Absolutely perfect! Score one cookie for Ian Mackenzie!
How long did that take you? For me, I drew some pictures and started rotating them around in front of me, keeping track of all the combinations for about a half hour. Then I realized that you could just draw lines like you said. Congrats, that's not an easy one to figure out.

Ian Mackenzie
04-09-2004, 08:37 PM

Actually, I got it pretty quickly, through a combination of laziness and luck. I thought about doing some actual rotations as you described, but I really didn't want to, and figured there should be a more elegant method.

Here's another really cool problem for you: You have two ropes, and the only thing you know about them is they take exactly 1 hour each to burn (i.e. if you lit either end, the flame would take exactly 1 hour to reach the other end).
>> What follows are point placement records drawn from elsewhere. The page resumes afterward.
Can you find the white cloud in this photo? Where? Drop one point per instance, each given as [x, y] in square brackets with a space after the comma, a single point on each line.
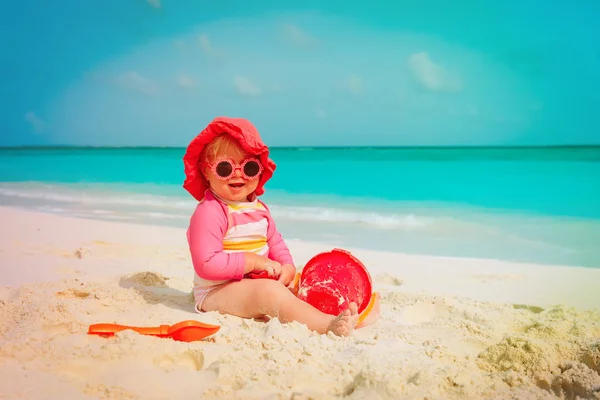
[354, 84]
[246, 86]
[134, 81]
[154, 3]
[432, 76]
[297, 37]
[187, 81]
[36, 122]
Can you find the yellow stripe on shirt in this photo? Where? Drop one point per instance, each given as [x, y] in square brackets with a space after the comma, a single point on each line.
[250, 245]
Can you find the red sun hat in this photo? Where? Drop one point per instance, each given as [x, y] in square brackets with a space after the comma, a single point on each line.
[246, 135]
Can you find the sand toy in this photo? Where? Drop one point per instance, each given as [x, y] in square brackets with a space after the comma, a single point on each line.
[331, 280]
[185, 331]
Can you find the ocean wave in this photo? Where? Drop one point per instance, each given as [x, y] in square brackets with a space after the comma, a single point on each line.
[340, 215]
[103, 198]
[105, 202]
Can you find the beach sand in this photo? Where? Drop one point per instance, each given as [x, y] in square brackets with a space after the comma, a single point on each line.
[449, 329]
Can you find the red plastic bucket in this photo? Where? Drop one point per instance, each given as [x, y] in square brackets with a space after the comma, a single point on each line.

The ropes are not of constant cross-section, so half a rope will not necessarily take half an hour to burn, and the ropes are not the same (i.e. not only do they burn unevenly, they don't even burn equally). Given these two ropes and a lighter, how do you measure exactly 45 minutes?

jonathan lall
04-09-2004, 09:31 PM
Well I think if you burn the first rope at both ends, their flames will meet and fizzle at 30 minutes, right? Because their uneven burning will still make them meet somewhere along that length. So if you also burned the second rope at the start (i.e. the same time as you lit the first rope), when the first rope's flames die out, it'll be 30 minutes, at which point you could light the other end of the second rope. When both ends of the second rope meet, it'll be another 15 minutes. This adds up to 45 minutes, I think. Unless I'm horribly missing something.

ZZII 527
04-09-2004, 09:35 PM
Well I think if you burn the first rope at both ends, their flames will meet and fizzle at 30 minutes, right? Because their uneven burning will still make them meet somewhere along that length. So if you also burned the second rope at the start (i.e. the same time as you lit the first rope), when the first rope's flames die out, it'll be 30 minutes, at which point you could light the other end of the second rope. When both ends of the second rope meet, it'll be another 15 minutes. This adds up to 45 minutes, I think. Unless I'm horribly missing something.
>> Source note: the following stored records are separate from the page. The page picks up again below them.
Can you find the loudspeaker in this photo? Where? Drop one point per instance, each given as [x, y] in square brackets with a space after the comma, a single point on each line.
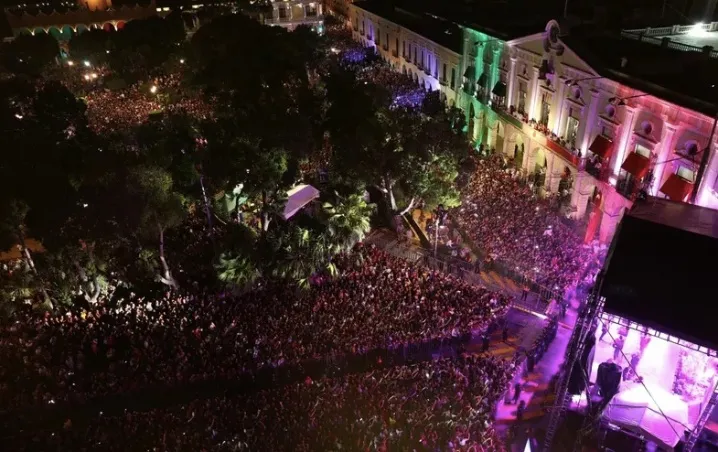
[582, 367]
[608, 378]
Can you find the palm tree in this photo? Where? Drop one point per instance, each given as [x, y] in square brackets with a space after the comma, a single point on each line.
[348, 221]
[235, 270]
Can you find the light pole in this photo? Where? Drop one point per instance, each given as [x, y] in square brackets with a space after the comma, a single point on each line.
[439, 217]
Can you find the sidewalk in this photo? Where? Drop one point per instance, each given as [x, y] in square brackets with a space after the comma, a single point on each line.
[537, 389]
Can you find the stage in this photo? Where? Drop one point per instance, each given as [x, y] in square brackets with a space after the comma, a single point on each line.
[665, 382]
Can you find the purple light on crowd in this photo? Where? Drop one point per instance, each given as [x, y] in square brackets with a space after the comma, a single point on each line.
[354, 55]
[411, 99]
That sounds right. I was on the right track of burning both ends of the first rope for 30 minutes but couldn't get the 15 second part...I ventured down the blind alley of trying to light the second rope in four places...but it only works when you light the ends I guess.

Ian Mackenzie
04-09-2004, 09:50 PM
Well I think if you burn the first rope at both ends, their flames will meet and fizzle at 30 minutes, right? Because their uneven burning will still make them meet somewhere along that length. So if you also burned the second rope at the start (i.e. the same time as you lit the first rope), when the first rope's flames die out, it'll be 30 minutes, at which point you could light the other end of the second rope. When both ends of the second rope meet, it'll be another 15 minutes. This adds up to 45 minutes, I think. Unless I'm horribly missing something.
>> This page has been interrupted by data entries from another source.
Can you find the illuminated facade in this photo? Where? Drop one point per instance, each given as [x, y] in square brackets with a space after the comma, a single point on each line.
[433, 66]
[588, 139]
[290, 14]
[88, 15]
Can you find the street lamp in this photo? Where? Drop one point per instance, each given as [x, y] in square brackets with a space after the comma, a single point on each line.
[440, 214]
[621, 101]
Exactly right. (Your solution, not the statement that you're horribly missing something :D).

trev2023
04-09-2004, 10:14 PM
Well...I think I've got the paper solution to the first one...

Given that there are 3 doors and 1 of them is "escape", you can:

A) Choose door 1
B) Choose door 2
C) Choose door 3

Now given that 3 is the "correct" door, if you pick 1, 2 will be taken away and vice versa and if you pick 3, either 1 or 2 will be taken away.

A1) Stick with door 1
A2) Go with door 3
B1) Stick with door 2
B2) Go with door 3
C1) Stick with door 3
C2) Change to door 1 or 2 (whichever is not eliminated)

Now, as you can see, if you stick with your first choice (A1, B1, C1), you have a 1 in 3 chance (C1) of getting it correct while if you change it (A2, B2, C2) you have a 2 in 3 chance of getting it right (A2, B2).